Aujourd’hui s’arrête la campagne électorale de la législative grecque dans un climat d’incertitude et de pessimisme. Dimanche 6 mai, selon les sondages, les conservateurs de la Nouvelle démocratie pourraient l’emporter à minima face aux socialistes du PASOK. Mais, dans un pays ravagé par la crise qui a perdu des repères politiques traditionnels, les sondages n'ont plus grande valeur.

Ce scrutin est ainsi le plus ouvert depuis le retour de la démocratie en 1974. Les électeurs grecs devraient mettre fin dimanche à trente ans de bipartisme. Jugés responsables de la mauvaise gestion du pays, la Nouvelle Démocratie et le Pasok, les deux grands partis qui se partagent le pouvoir depuis la fin de la dictature des Colonels, vont probablement perdre de nombreux de sièges au parlement.

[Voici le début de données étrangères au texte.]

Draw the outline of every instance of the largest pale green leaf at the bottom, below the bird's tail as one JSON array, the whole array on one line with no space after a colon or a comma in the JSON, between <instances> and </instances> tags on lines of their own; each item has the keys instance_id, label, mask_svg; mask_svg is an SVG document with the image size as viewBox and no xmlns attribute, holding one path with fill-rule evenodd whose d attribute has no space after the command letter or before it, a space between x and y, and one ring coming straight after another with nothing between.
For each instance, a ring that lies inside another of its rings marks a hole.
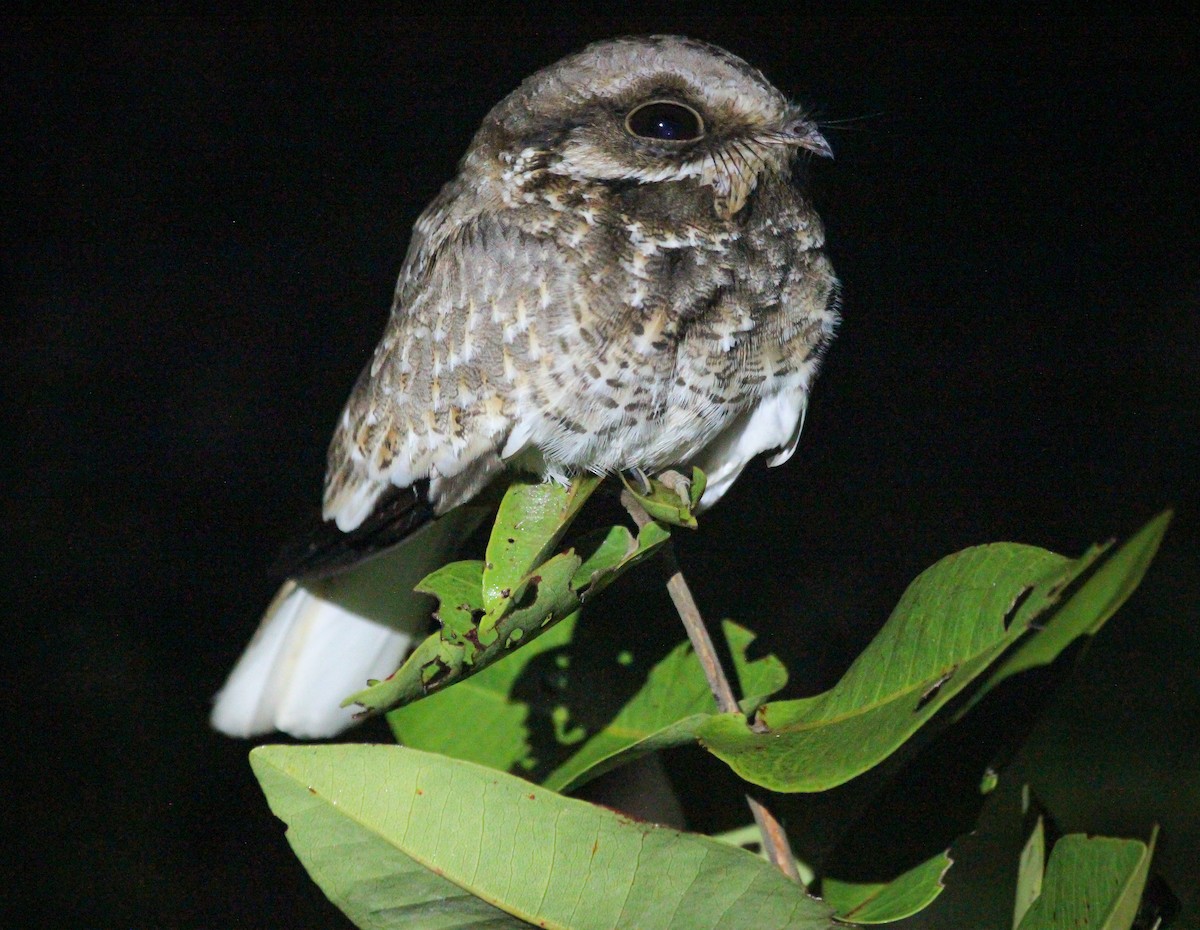
<instances>
[{"instance_id":1,"label":"largest pale green leaf at the bottom, below the bird's tail","mask_svg":"<svg viewBox=\"0 0 1200 930\"><path fill-rule=\"evenodd\" d=\"M259 746L251 764L296 856L360 926L520 926L499 912L564 930L835 926L751 853L481 766L354 744Z\"/></svg>"}]
</instances>

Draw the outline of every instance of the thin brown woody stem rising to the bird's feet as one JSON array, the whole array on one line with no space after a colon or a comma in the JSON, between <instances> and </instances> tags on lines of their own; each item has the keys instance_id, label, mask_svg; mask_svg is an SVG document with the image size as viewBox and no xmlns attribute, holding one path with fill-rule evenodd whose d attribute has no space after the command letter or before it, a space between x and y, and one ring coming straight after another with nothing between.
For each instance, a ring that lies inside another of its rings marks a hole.
<instances>
[{"instance_id":1,"label":"thin brown woody stem rising to the bird's feet","mask_svg":"<svg viewBox=\"0 0 1200 930\"><path fill-rule=\"evenodd\" d=\"M620 503L629 511L630 517L632 517L638 529L650 522L649 514L646 512L644 508L628 491L620 492ZM684 578L683 571L679 569L679 563L674 554L674 544L671 540L667 540L662 546L662 560L666 565L667 593L671 595L671 601L679 612L679 619L683 620L684 629L688 631L688 638L691 640L691 647L700 660L700 666L704 670L709 690L712 690L713 697L716 698L716 708L722 714L736 714L740 710L738 701L733 696L730 679L721 667L721 660L716 655L713 638L708 635L708 628L704 625L704 618L700 613L700 607L696 606L696 599L691 596L691 588L688 587L688 580ZM755 823L758 824L758 833L762 835L762 847L767 852L767 858L784 875L793 882L800 883L800 875L796 869L796 857L792 854L791 844L788 844L787 834L775 818L775 815L764 804L755 800L749 794L746 794L746 804L750 805L750 812L754 815Z\"/></svg>"}]
</instances>

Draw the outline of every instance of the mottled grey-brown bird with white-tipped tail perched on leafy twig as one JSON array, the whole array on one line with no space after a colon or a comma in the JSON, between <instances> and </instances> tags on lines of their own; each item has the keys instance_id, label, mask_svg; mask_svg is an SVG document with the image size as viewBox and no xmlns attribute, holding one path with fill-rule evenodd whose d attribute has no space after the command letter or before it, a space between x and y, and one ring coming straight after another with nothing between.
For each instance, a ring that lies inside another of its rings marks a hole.
<instances>
[{"instance_id":1,"label":"mottled grey-brown bird with white-tipped tail perched on leafy twig","mask_svg":"<svg viewBox=\"0 0 1200 930\"><path fill-rule=\"evenodd\" d=\"M341 700L428 624L413 584L505 468L698 466L707 506L755 456L786 461L838 323L804 150L830 154L803 109L676 36L589 46L496 106L416 221L329 449L324 536L212 724L348 726Z\"/></svg>"}]
</instances>

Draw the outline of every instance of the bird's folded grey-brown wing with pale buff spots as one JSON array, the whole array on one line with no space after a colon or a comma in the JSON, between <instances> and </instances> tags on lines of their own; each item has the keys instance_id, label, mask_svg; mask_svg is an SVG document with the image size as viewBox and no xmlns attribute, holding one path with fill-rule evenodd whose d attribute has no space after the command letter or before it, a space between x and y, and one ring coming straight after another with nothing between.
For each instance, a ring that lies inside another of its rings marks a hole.
<instances>
[{"instance_id":1,"label":"bird's folded grey-brown wing with pale buff spots","mask_svg":"<svg viewBox=\"0 0 1200 930\"><path fill-rule=\"evenodd\" d=\"M553 244L497 220L418 252L330 444L323 512L343 533L390 488L427 479L440 514L487 485L528 400L530 323L563 293Z\"/></svg>"}]
</instances>

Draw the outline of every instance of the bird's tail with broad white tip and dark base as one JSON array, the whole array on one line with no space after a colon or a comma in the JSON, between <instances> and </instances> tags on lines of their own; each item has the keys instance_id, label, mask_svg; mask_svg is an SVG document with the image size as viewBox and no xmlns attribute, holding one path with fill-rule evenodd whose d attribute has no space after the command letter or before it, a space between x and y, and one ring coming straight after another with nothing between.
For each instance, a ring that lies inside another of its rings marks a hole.
<instances>
[{"instance_id":1,"label":"bird's tail with broad white tip and dark base","mask_svg":"<svg viewBox=\"0 0 1200 930\"><path fill-rule=\"evenodd\" d=\"M281 730L300 739L352 726L354 709L342 701L395 672L428 629L433 600L413 587L478 521L460 508L343 572L286 582L217 692L212 726L234 737Z\"/></svg>"}]
</instances>

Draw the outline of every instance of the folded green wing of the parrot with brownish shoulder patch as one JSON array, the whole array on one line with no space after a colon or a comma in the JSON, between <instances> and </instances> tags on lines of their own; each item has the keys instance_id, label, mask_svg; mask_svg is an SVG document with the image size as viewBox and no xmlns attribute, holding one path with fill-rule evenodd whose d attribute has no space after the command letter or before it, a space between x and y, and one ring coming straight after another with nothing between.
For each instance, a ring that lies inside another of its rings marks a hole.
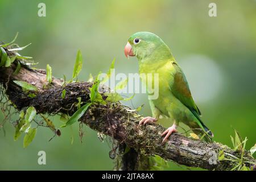
<instances>
[{"instance_id":1,"label":"folded green wing of the parrot with brownish shoulder patch","mask_svg":"<svg viewBox=\"0 0 256 182\"><path fill-rule=\"evenodd\" d=\"M185 78L185 75L179 65L172 61L172 65L174 65L175 72L174 72L174 83L170 85L170 89L172 94L180 100L182 104L188 107L192 113L199 118L201 112L199 108L196 106L193 97L191 96L191 92L189 90L188 82ZM200 118L199 118L200 120Z\"/></svg>"}]
</instances>

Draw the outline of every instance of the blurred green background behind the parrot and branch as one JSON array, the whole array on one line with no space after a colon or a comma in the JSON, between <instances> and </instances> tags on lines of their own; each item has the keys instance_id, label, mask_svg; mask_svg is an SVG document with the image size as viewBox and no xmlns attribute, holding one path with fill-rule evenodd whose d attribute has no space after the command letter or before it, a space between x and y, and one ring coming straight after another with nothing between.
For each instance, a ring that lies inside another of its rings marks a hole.
<instances>
[{"instance_id":1,"label":"blurred green background behind the parrot and branch","mask_svg":"<svg viewBox=\"0 0 256 182\"><path fill-rule=\"evenodd\" d=\"M38 16L38 4L46 3L46 17ZM217 17L209 17L209 3L217 3ZM183 68L203 121L214 140L232 146L230 135L239 131L256 143L256 1L0 1L0 40L31 46L20 52L34 57L38 68L50 64L56 77L72 77L78 49L84 57L79 79L107 71L112 59L119 73L137 73L135 58L123 55L134 32L150 31L170 46ZM131 102L126 102L131 107ZM145 94L133 99L135 107L150 115ZM3 114L0 114L1 121ZM12 121L15 121L15 117ZM59 117L53 117L60 126ZM168 126L168 125L166 125ZM52 132L40 127L34 141L23 148L14 142L14 127L0 129L0 169L113 169L111 144L101 143L97 133L84 126L80 142L78 123ZM73 144L71 137L73 135ZM46 151L47 164L38 165L38 151ZM170 163L167 169L188 169ZM192 168L194 169L194 168Z\"/></svg>"}]
</instances>

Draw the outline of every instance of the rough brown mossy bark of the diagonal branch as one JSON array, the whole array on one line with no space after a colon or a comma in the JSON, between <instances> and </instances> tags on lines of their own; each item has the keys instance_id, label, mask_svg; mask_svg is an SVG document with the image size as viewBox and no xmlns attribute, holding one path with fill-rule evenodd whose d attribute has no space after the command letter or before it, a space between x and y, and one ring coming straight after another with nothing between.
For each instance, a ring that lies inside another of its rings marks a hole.
<instances>
[{"instance_id":1,"label":"rough brown mossy bark of the diagonal branch","mask_svg":"<svg viewBox=\"0 0 256 182\"><path fill-rule=\"evenodd\" d=\"M9 68L0 68L0 83L6 90L6 95L13 102L17 110L28 106L34 106L37 113L48 114L73 114L76 107L77 97L82 102L88 102L89 88L91 82L75 82L61 86L62 80L53 78L52 84L46 86L46 71L22 67L18 75L13 75L16 68L16 61ZM28 93L16 85L13 80L26 81L38 88L36 97L28 97ZM61 98L62 90L66 90L66 96ZM142 118L136 111L122 105L120 102L108 103L106 105L94 104L90 106L80 122L85 123L91 129L109 135L120 143L134 148L144 155L159 155L166 160L172 160L178 164L189 167L200 167L204 169L230 170L237 165L237 162L229 160L218 161L218 152L224 150L237 158L241 157L240 151L233 151L221 143L205 143L184 137L180 134L172 134L166 143L162 144L160 134L165 130L157 124L148 124L138 129L138 122ZM136 152L134 156L136 156ZM134 157L133 156L133 157ZM123 156L124 158L126 156ZM229 155L227 158L232 159ZM246 152L245 157L250 162L256 162ZM210 164L213 162L212 164ZM249 167L252 164L246 163ZM124 168L125 169L125 168Z\"/></svg>"}]
</instances>

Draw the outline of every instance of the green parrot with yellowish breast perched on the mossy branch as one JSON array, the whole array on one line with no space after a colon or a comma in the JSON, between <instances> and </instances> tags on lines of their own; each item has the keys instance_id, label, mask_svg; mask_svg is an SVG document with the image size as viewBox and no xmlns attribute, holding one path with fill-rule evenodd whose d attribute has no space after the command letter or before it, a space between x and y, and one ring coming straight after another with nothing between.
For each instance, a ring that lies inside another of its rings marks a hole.
<instances>
[{"instance_id":1,"label":"green parrot with yellowish breast perched on the mossy branch","mask_svg":"<svg viewBox=\"0 0 256 182\"><path fill-rule=\"evenodd\" d=\"M210 141L212 132L201 121L201 112L196 106L188 82L179 64L172 56L170 48L159 36L151 32L137 32L130 36L125 46L125 56L136 56L139 62L139 75L146 85L147 93L149 88L148 80L154 85L154 78L148 74L158 73L158 98L150 99L152 117L145 117L139 122L140 125L154 123L160 117L171 118L174 122L171 127L163 132L163 142L183 122L189 126L193 133L204 135L204 139ZM138 127L139 127L138 126Z\"/></svg>"}]
</instances>

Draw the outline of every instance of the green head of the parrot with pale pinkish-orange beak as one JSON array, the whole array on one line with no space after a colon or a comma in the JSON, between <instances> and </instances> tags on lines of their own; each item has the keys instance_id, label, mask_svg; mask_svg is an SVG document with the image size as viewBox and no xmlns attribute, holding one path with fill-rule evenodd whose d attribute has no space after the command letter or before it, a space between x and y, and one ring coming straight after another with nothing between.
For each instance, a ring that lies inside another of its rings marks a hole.
<instances>
[{"instance_id":1,"label":"green head of the parrot with pale pinkish-orange beak","mask_svg":"<svg viewBox=\"0 0 256 182\"><path fill-rule=\"evenodd\" d=\"M125 46L125 56L136 56L139 60L160 52L171 54L163 40L151 32L137 32L131 35Z\"/></svg>"}]
</instances>

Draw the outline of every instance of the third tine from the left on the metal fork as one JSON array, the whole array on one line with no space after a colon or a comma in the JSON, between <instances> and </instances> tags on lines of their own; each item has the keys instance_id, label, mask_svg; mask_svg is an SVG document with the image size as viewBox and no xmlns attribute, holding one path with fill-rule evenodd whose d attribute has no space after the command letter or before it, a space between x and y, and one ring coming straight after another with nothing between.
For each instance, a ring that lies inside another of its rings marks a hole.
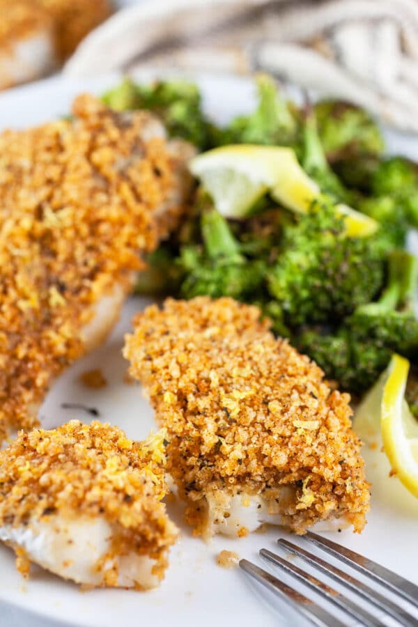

Aux dernières élections, ils avaient récolté 70 % des voix, mais pour cette élection les sondages leur donnent, au mieux, 40% des suffrages. Et les Grecs ont l'embarras du choix: 32 partis politiques se présentent à cette élection et une dizaine peuvent espérer passer la barre des 3% exigés pour entrer au parlement.

A gauche, les trois partis les plus importants espèrent avoir la majorité, alors que la droite redoute la montée de l'extrême-droite représentée par le LAOS, souvent qualifié de "FN grec", et parti néonazi, "Aube dorée". Ils espèrent capter une grande partie des votes de protestation. Bruxelles se prend, pour sa part, à rêver d'un gouvernement de coalition Pasok-Nouvelle Démocratie. Cet attelage gouvernemental droite-gauche serait une garantie du respect des engagements de la Grèce auprès de la zone euro, mais il semble bien improbable.

Population blasée

Signes que la population boude les grands partis, le saccage des stands de campagne lors de la manifestation du 1er mai à Athènes. Avec une dette publique de 175% du PIB et 21% de chômage particulièrement chez les jeunes, la population continue à manifester parfois violemment pour exprimer leur mécontentement.

Chaque semaine plus de 1000 entreprises ferment et 1000 emplois par jour sont supprimés. Signe de désespoir de la population, le taux de suicide qui ne cesse d’augmenter.

Pour Margarita Basilio, fonctionnaire interrogée par la radio espagnole RNE :

Les deux mots qui pourraient résumer la campagne c’est résignation et indignation. La classe politique est complètement discréditée"

Conséquence de cinq années de récession, "on peut voir deux blocs dans la population. Ceux en faveur de l’austérité, une austérité réfléchie et les anti-austérité ". Le résultat des élections de dimanche ne permettra sans doute pas à la Grèce d'avoir un gouvernement à la hauteur des défis qui attendent le pays, mais il permettra, au moins, d'évaluer le niveau du mécontentement général.